|Year : 2013 | Volume
| Issue : 4 | Page : 530-533
Clinical profile of patients with nascent alcohol related seizures
P Sandeep1, Ajith Cherian1, Thomas Iype1, P Chitra1, MK Suresh2, KC Ajitha2
1 Department of Neurology, Government Medical College, Trivandrum, Kerala, India
2 Department of Internal Medicine, Government Medical College, Trivandrum, Kerala, India
|Date of Submission||17-Apr-2013|
|Date of Decision||07-Jul-2013|
|Date of Acceptance||16-Aug-2013|
|Date of Web Publication||25-Oct-2013|
Department of Neurology, Government Medical College, Trivandrum, Kerala
Source of Support: None, Conflict of Interest: None
| Abstract|| |
Aim: The aim of this study is to characterize the clinical profile of patients with alcohol related seizures (ARS) and to identify the prevalence of idiopathic generalized epilepsy (IGE) in the same. Materials and Methods: 100 consecutive male patients presenting to a tertiary care center in South India with new onset ARS were analyzed with alcohol use disorders identification test (AUDIT) score. All underwent 19 channel digital scalp electroencephalography (EEG) and at least computed tomography (CT) scan. Results: A total of 27 patients (27%) who had cortical atrophy on CT had a mean duration of alcohol intake of 23.62 years compared with 14.55 years in patients with no cortical atrophy (P < 0.001). Twenty-two patients (22%) had clustering in the current episode of whom 18 had cortical atrophy. Nearly, 88% patients had generalized tonic clonic seizures while 12% who had partial seizures underwent magnetic resonance imaging (MRI), which identified frontal focal cortical dysplasia in one. Mean lifetime duration of alcohol intake in patients presenting with seizures within 6 hours (6H-gp) of intake of alcohol was significantly lower (P = 0.029). One patient in the 6H-gp with no withdrawal symptoms had EEG evidence for IGE and had a lower AUDIT score compared with the rest. Conclusion: CT evidence of cortical atrophy is related to the duration of alcohol intake and portends an increased risk for clustering. Partial seizures can be a presenting feature of ARS and those patients may benefit from MRI to identify underlying symptomatic localization related epilepsy (8.3% of partial seizures). IGE is more likely in patients presenting with ARS within first 6 hours especially if they do not have alcohol withdrawal symptoms and scalp EEG is helpful to identify this small subgroup (~1%) who may require long-term anti-epileptic medication.

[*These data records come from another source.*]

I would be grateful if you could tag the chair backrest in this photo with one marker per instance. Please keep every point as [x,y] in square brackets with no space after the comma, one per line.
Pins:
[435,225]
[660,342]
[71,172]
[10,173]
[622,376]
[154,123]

Keywords: Alcohol use disorders identification test, anti-epileptic drugs, convulsions, electroencephalography, ethanol, magnetic resonance imaging
|How to cite this article:|
Sandeep P, Cherian A, Iype T, Chitra P, Suresh M K, Ajitha K C. Clinical profile of patients with nascent alcohol related seizures. Ann Indian Acad Neurol 2013;16:530-3
|How to cite this URL:|
Sandeep P, Cherian A, Iype T, Chitra P, Suresh M K, Ajitha K C. Clinical profile of patients with nascent alcohol related seizures. Ann Indian Acad Neurol [serial online] 2013 [cited 2018 Aug 14];16:530-3. Available from: http://www.annalsofian.org/text.asp?2013/16/4/530/120454
| Introduction|| |
Alcohol related seizures (ARS) are defined as adult-onset seizures that occur in the setting of chronic alcohol dependence.  Many studies have examined the complex relationship between alcohol consumption and epilepsy, with the main focus on alcohol-induced seizures due to withdrawal. Victor and Brausch stated that seizures during alcohol withdrawal in the absence of other epileptogenic factors are not symptoms of a latent disorder activated by the alcoholism, but rather a transient disturbance of cerebral functioning during withdrawal.  Available evidence shows a strong and consistent association between alcohol consumption and epilepsy, although this association and its strength is not clear. The basis of our current study was to interrogate this relation.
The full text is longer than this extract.